This article will examine principles of CPU cache design including locality, logical organization, and management heuristics.

The 1980s saw a significant improvement in CPU performance, though this was hampered by the sluggish growth of onboard memory access speeds. As this disparity worsened, engineers discovered a way to mitigate the problem with a new design technique—caching.

This article will help you learn more about what caching is, how it works, and how to design a CPU cache.


What Is a CPU Hardware Cache?

A CPU hardware cache is a smaller memory, located closer to the processor, that stores recently referenced data or instructions so that they can be quickly retrieved if needed again. By reducing costly reads and writes that access the slower main memory, caching has an enormous impact on the performance of a CPU. Virtually all modern processors employ some form of caching.

The first caches were off-chip, or external. These were soon replaced by on-chip cache memories typically made from SRAM. To improve performance further, these on-chip caches were split into instruction and data partitions.

Figure 1 shows an example of partitioning. 

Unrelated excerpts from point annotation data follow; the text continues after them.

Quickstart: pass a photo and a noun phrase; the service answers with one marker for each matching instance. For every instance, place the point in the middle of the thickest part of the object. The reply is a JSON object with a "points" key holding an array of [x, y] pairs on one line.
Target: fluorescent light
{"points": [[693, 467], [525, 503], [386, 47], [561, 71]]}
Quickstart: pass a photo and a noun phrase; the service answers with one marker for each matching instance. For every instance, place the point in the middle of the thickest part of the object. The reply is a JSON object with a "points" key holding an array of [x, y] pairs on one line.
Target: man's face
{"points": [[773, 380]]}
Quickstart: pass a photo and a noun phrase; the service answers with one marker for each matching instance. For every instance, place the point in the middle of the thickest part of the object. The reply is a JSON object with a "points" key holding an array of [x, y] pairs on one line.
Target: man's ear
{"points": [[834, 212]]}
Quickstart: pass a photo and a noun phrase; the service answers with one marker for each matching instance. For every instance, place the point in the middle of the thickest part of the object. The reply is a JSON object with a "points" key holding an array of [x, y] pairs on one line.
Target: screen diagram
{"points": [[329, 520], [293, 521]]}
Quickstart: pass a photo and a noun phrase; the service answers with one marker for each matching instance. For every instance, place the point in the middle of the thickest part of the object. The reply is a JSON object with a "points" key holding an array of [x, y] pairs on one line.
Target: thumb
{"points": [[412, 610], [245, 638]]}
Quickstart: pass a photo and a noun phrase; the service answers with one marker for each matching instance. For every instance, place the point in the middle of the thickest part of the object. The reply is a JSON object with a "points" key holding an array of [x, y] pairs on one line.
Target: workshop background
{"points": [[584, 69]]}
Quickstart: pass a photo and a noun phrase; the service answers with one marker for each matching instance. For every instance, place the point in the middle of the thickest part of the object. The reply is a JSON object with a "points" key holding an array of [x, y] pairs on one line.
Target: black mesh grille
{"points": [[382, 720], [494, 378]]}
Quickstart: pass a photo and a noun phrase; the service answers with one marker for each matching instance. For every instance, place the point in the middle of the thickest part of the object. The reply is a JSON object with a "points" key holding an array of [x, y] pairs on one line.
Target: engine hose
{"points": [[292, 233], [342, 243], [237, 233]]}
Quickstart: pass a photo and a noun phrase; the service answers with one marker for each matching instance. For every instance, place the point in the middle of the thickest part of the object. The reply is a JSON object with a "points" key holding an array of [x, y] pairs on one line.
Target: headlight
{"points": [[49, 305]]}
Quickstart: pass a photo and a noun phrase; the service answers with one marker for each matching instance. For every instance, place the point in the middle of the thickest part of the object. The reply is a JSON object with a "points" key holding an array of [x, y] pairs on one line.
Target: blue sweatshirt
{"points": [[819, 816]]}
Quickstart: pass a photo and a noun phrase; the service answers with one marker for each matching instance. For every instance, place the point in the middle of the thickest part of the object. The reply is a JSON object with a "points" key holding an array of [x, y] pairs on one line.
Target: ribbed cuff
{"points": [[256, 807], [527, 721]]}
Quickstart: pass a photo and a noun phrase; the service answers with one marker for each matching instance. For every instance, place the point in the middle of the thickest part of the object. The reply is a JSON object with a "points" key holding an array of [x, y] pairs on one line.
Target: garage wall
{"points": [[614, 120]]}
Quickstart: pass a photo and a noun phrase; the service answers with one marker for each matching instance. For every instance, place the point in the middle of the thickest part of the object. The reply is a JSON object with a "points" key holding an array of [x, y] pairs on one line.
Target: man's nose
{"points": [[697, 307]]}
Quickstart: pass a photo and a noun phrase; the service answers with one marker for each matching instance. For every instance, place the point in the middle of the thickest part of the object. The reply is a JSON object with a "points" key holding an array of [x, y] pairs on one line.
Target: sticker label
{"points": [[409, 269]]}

Figure 1. The Intel 80486 used a general cache, while its successor, the Pentium P5, had a partitioned cache (bus widths have been omitted)


Cache partitions led to the birth of multi-level cache hierarchies, where processor cores would have their own small, private cache (L1) that sat above a larger shared cache (L2), with some processors including a third cache level (L3) and occasionally a fourth (L4).


Locality (AKA How Does Caching Work?)

Why does caching work? Caching works via the principle of locality of reference. Locality of reference refers to the tendency of a processor to access the same memory locations as it runs an application. Because these memory accesses are predictable, they can be exploited via caching.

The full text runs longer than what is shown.